В 1882—1883 годах Артур написал еще несколько рассказов, уже не имеющих к Брет Гарту никакого отношения. Они были абсолютно разные: молодой автор не решил еще, какую манеру ему стоит избрать. Юмористический рассказ «Наши ставки на дерби» («Our Derby Sweepstakes»), к примеру, написан от лица молоденькой девушки, и получилось совсем неплохо. «Я вспомнила, как Джек подарил мне однажды дохлую рыбу, которую он выловил в хазерлейской речушке, и я бережно хранила ее среди самых драгоценных моих сокровищ, пока наконец тошнотворный запах в доме не заставил мою мать написать мистеру Брайтону возмущенное письмо, а он в ответ сообщил, что все трубы в нашем доме исправны». Очень живо и без малейшей слащавости, какой вроде бы следовало ждать от викторианца; однако вспомним, что у Артура была куча сестер. В другом рассказе, «Тайна замка Горсорп-Грэйндж», автор с веселой непочтительностью издевается над людьми, верящими в населяющие старые дома привидения; интересно, с каким чувством он перечитывал этот рассказ в конце своей жизни, если перечитывал. Военные байки пожилого человека в рассказе «Ветеран» («That Veteran») по содержанию и по стилю предвосхищают «Бригадира Жерара». «Джентльмен Джой» («Gentlemanly Joe») – комическое повествование о злоключениях юного банковского клерка, поступившего на службу в бирчеспульскую фирму «Дукат, Гульден и Дукат». Юмор – тот самый английский юмор, очень мягкий, – Дойлу удается пока что намного лучше пафоса. Рассказы были приняты журналом «Круглый год» («All Year Round») – вполне приличным еженедельным изданием, которое основал сам Диккенс. Милые виньетки; однако в те же годы Дойл писал тексты совсем иного типа.

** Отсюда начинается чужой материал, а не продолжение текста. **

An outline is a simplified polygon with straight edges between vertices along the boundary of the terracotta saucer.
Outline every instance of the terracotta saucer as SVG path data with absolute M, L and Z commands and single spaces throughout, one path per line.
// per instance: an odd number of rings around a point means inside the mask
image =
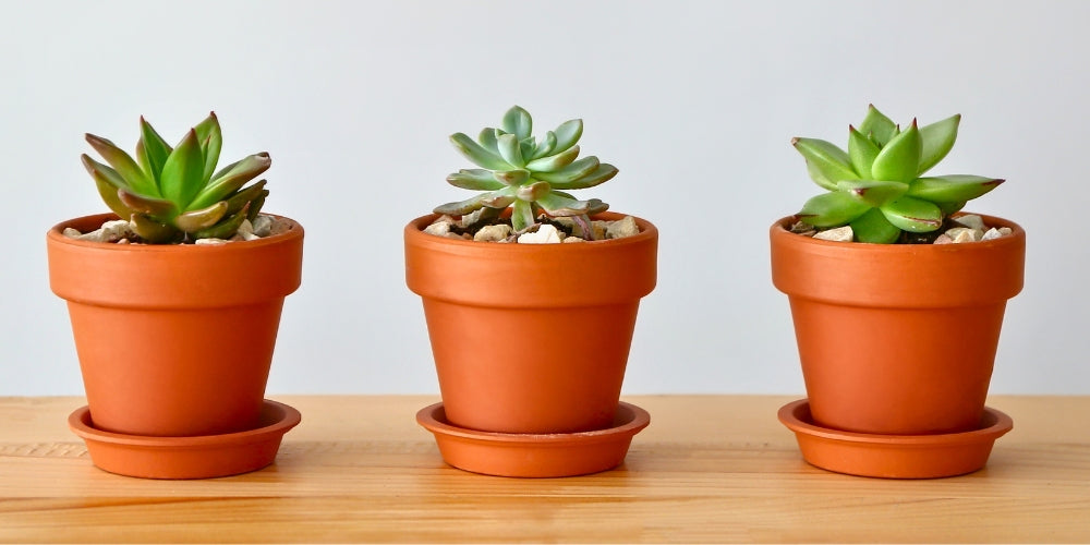
M 208 479 L 259 470 L 276 458 L 280 439 L 302 420 L 299 411 L 265 400 L 262 426 L 247 432 L 193 437 L 116 434 L 92 427 L 85 405 L 69 415 L 98 468 L 144 479 Z
M 447 423 L 443 403 L 425 407 L 416 422 L 435 434 L 444 461 L 486 475 L 560 477 L 606 471 L 625 460 L 632 436 L 651 423 L 647 411 L 621 402 L 614 427 L 574 434 L 502 434 Z
M 782 407 L 779 421 L 795 432 L 807 462 L 838 473 L 885 479 L 971 473 L 984 467 L 995 439 L 1014 427 L 1010 416 L 984 408 L 980 428 L 971 432 L 936 435 L 841 432 L 814 425 L 806 399 Z

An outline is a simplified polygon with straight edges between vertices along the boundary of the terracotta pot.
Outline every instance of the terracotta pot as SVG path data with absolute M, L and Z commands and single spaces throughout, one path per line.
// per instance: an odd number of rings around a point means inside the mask
M 597 219 L 620 219 L 603 214 Z M 446 416 L 497 433 L 613 425 L 658 231 L 574 244 L 453 240 L 404 229 L 405 280 L 424 301 Z
M 112 215 L 47 233 L 49 283 L 68 301 L 94 426 L 204 436 L 258 425 L 283 298 L 300 283 L 303 228 L 222 245 L 69 239 Z
M 976 429 L 1007 299 L 1022 288 L 1026 232 L 970 244 L 828 242 L 772 226 L 772 277 L 787 293 L 810 411 L 867 434 Z

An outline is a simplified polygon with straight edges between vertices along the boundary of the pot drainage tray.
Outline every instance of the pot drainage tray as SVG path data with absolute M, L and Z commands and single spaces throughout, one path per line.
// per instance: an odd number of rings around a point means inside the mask
M 265 400 L 261 426 L 222 435 L 154 437 L 93 427 L 85 405 L 69 415 L 69 427 L 87 444 L 98 468 L 145 479 L 208 479 L 259 470 L 276 458 L 280 439 L 301 421 L 295 409 Z
M 984 408 L 980 428 L 956 434 L 879 435 L 821 427 L 806 399 L 779 409 L 779 421 L 795 432 L 807 462 L 851 475 L 934 479 L 984 467 L 995 439 L 1014 427 L 1010 416 Z
M 449 424 L 443 403 L 425 407 L 416 422 L 435 434 L 444 461 L 465 471 L 517 477 L 559 477 L 606 471 L 625 460 L 632 436 L 651 423 L 647 411 L 617 407 L 614 426 L 572 434 L 506 434 Z

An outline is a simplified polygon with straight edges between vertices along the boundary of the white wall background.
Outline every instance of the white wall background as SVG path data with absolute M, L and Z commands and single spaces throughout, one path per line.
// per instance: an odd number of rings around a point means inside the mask
M 271 393 L 438 391 L 401 229 L 469 194 L 448 144 L 512 104 L 584 119 L 595 196 L 662 231 L 628 393 L 801 392 L 767 227 L 819 190 L 791 136 L 845 143 L 868 102 L 964 114 L 936 169 L 1029 233 L 993 392 L 1090 393 L 1088 2 L 0 0 L 0 395 L 82 384 L 45 231 L 105 210 L 84 132 L 175 141 L 215 109 L 225 159 L 268 150 L 267 210 L 306 228 Z M 360 234 L 364 229 L 366 234 Z M 850 341 L 846 340 L 846 349 Z

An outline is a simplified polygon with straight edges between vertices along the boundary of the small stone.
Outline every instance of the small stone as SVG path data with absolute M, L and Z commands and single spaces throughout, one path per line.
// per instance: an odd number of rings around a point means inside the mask
M 623 239 L 625 237 L 632 237 L 640 234 L 640 226 L 635 225 L 635 218 L 632 216 L 625 216 L 617 221 L 609 223 L 606 228 L 607 239 Z
M 560 232 L 556 227 L 545 223 L 537 231 L 519 235 L 519 244 L 556 244 L 560 242 Z
M 837 227 L 836 229 L 819 231 L 818 234 L 814 234 L 814 239 L 833 242 L 851 242 L 855 237 L 856 233 L 851 231 L 851 226 Z
M 954 218 L 954 221 L 957 221 L 958 223 L 961 223 L 962 226 L 968 227 L 969 229 L 976 229 L 980 232 L 984 232 L 984 229 L 986 229 L 986 227 L 984 227 L 984 218 L 981 218 L 976 214 L 967 214 L 965 216 L 958 216 Z
M 254 218 L 253 228 L 254 234 L 258 237 L 268 237 L 272 232 L 272 218 L 265 215 L 258 215 Z
M 511 234 L 511 226 L 500 223 L 498 226 L 484 226 L 473 235 L 477 242 L 499 242 Z
M 954 229 L 947 229 L 946 235 L 953 239 L 955 244 L 961 244 L 965 242 L 977 242 L 984 233 L 983 231 L 968 227 L 955 227 Z
M 272 226 L 269 228 L 269 237 L 276 237 L 280 233 L 286 233 L 291 230 L 291 223 L 272 218 Z
M 447 221 L 436 221 L 435 223 L 425 227 L 424 232 L 436 237 L 446 237 L 447 234 L 450 234 L 450 223 Z

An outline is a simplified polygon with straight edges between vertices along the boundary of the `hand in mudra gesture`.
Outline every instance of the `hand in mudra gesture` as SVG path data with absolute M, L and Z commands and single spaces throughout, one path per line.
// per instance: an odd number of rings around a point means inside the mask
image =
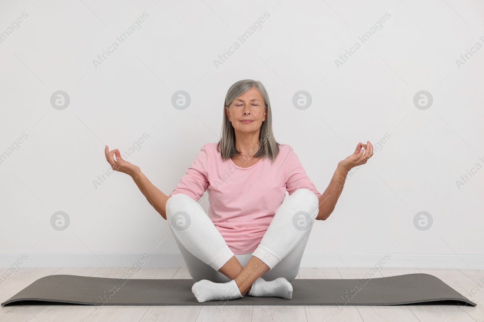
M 340 161 L 338 164 L 338 167 L 346 171 L 348 171 L 355 167 L 366 163 L 368 159 L 373 155 L 373 146 L 369 141 L 367 141 L 366 143 L 366 144 L 361 142 L 359 143 L 354 153 L 344 160 Z M 362 147 L 364 149 L 362 150 Z
M 111 165 L 111 168 L 113 170 L 126 173 L 131 176 L 139 171 L 139 167 L 124 160 L 121 156 L 120 150 L 117 149 L 109 151 L 109 148 L 106 145 L 104 149 L 104 153 L 106 155 L 106 160 Z M 114 158 L 115 154 L 116 156 L 116 159 Z

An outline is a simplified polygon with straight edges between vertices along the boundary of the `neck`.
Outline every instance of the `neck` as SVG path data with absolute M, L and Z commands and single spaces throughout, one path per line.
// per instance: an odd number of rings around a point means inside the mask
M 260 147 L 259 140 L 259 130 L 257 133 L 235 132 L 235 148 L 243 155 L 253 156 Z

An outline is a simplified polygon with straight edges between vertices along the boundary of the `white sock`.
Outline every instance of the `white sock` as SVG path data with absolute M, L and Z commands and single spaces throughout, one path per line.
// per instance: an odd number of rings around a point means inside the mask
M 252 284 L 252 287 L 247 295 L 251 296 L 275 296 L 289 299 L 292 297 L 292 285 L 283 277 L 269 281 L 259 277 Z
M 227 283 L 214 283 L 208 280 L 202 280 L 193 284 L 192 292 L 199 303 L 232 300 L 242 297 L 235 280 Z

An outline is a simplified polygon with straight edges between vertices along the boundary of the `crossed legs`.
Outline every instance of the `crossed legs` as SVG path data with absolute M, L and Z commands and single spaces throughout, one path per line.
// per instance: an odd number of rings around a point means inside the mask
M 281 205 L 257 248 L 235 255 L 197 202 L 179 194 L 166 203 L 166 219 L 190 275 L 197 281 L 230 284 L 224 292 L 232 298 L 250 295 L 253 284 L 260 285 L 264 278 L 288 282 L 295 278 L 318 212 L 316 196 L 307 189 L 296 190 Z

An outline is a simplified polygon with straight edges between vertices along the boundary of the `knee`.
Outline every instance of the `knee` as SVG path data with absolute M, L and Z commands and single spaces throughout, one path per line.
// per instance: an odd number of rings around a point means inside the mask
M 197 206 L 198 206 L 198 203 L 193 200 L 190 196 L 185 194 L 177 194 L 176 195 L 173 195 L 168 198 L 166 201 L 166 221 L 168 222 L 170 226 L 172 225 L 172 223 L 171 222 L 173 219 L 173 215 L 182 211 L 186 212 L 186 210 L 189 209 L 189 207 L 187 207 L 187 205 L 193 204 L 194 202 L 197 204 Z M 190 212 L 194 212 L 193 211 Z M 185 215 L 184 217 L 186 217 L 186 216 Z
M 298 200 L 305 205 L 309 205 L 312 209 L 316 210 L 319 206 L 319 201 L 318 196 L 308 189 L 301 188 L 294 191 L 291 196 L 294 196 Z

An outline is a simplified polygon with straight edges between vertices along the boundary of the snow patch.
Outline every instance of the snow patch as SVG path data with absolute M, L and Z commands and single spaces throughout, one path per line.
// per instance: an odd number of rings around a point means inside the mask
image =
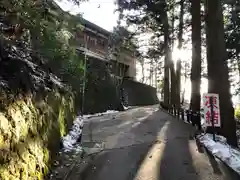
M 113 114 L 117 113 L 118 111 L 114 110 L 108 110 L 103 113 L 96 113 L 96 114 L 88 114 L 88 115 L 83 115 L 83 116 L 78 116 L 73 122 L 73 126 L 69 133 L 62 138 L 62 144 L 63 144 L 63 151 L 69 152 L 72 150 L 75 151 L 82 151 L 81 147 L 81 142 L 78 142 L 78 139 L 81 138 L 82 136 L 82 130 L 83 130 L 83 123 L 84 120 L 92 118 L 92 117 L 97 117 L 97 116 L 102 116 L 106 114 Z
M 83 118 L 81 116 L 78 116 L 73 122 L 73 126 L 70 132 L 62 138 L 63 149 L 65 152 L 71 151 L 73 149 L 78 149 L 76 148 L 75 144 L 77 143 L 79 137 L 82 135 L 82 129 Z
M 240 151 L 229 146 L 225 137 L 216 135 L 215 142 L 212 134 L 205 134 L 198 136 L 198 139 L 214 156 L 240 174 Z

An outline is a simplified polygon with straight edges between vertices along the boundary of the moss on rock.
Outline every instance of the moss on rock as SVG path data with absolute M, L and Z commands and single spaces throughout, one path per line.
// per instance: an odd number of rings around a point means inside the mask
M 0 112 L 0 179 L 43 179 L 75 116 L 72 93 L 21 96 Z

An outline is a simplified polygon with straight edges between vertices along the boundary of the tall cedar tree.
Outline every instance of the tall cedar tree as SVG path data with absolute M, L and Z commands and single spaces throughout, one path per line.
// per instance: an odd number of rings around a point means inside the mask
M 184 15 L 184 0 L 180 1 L 180 17 L 179 17 L 179 32 L 178 32 L 178 49 L 182 49 L 183 44 L 183 15 Z M 176 108 L 180 108 L 180 91 L 181 91 L 181 59 L 177 61 L 176 69 Z
M 200 111 L 201 95 L 201 0 L 191 0 L 192 14 L 192 69 L 191 69 L 191 109 Z M 200 116 L 194 117 L 200 121 Z
M 206 0 L 206 40 L 208 92 L 219 94 L 222 133 L 230 145 L 237 146 L 236 122 L 232 107 L 227 54 L 224 41 L 223 13 L 219 0 Z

«Роковой выстрел» («The Winning Shot»), опубликованный в журнале для семейного чтения «Колокола» («Bow Bells»), – история в готическом духе: с мистическим подтекстом, с намеками на некрофилию, людоедство и колдовство. Рассказ начинается с прямого обращения к читателю и предупреждает об опасности встречи с неким Октавиусом Гастером: «Этот человек – вне досягаемости закона, но более опасен, чем бешеная собака. Избегайте его во что бы то ни стало». Сразу, в лоб – интригует. А дальше – до поры до времени – идет неспешное, уютное повествование со множеством тщательно прописанных второстепенных персонажей. Рассказ ведется от лица молодой девушки Лотти: она и ее жених Чарли прогуливаются в лунный вечер у водопада среди скал. «Шум падающей воды похож на бульканье в горле умирающего». Хорошая атмосфера для прогулки. Вдруг, подняв головы, они замечают на скалах странного незнакомца. «Приблизительно в шестидесяти футах над нами возвышалась высокая темная фигура, глядя вниз, очевидно, в бурную пустоту, в которой мы были... Луна освещала горный хребет, и худая угловатая фигура незнакомца ясно виделась в ее серебристом сиянии». Уж не Холмс ли это, скрывающийся на болотах? Но когда Лотти и Чарли, не читавшие, по-видимому, газетных объявлений, сводят более близкое знакомство с таинственным человеком, его наружность, увиденная их глазами, отсылает нас совсем к другому персонажу.
«Было нечто в угловатых очертаниях его фигуры и бескровном лице, что, в сочетании с черным плащом, развевающимся за его спиной, непреодолимо напомнило мне об одной кровососущей разновидности летучей мыши.» Незнакомец – читатель, конечно, уже догадался, что это и есть ужасный Гастер, – любезен, изящен; Лотти им очарована, и простодушная английская парочка приглашает его в дом. Там Гастер обольщает прислугу и собак и читает таинственные книги на арабском языке, а по ночам. но не будем рассказывать, чем закончилась эта жуткая история: пусть лучше кому-нибудь захочется ее прочесть. Принято считать, что первым уподобил вампира летучей мыши Брэм Стокер – кстати, он станет близким знакомым Дойла. (Вообще-то связь летучей мыши и вампира гораздо раньше присутствовала у А. К. Толстого, но его ни Дойл, ни Стокер наверняка не читали.) Однако «Дракула» будет написан пятнадцатью годами позднее «Рокового выстрела».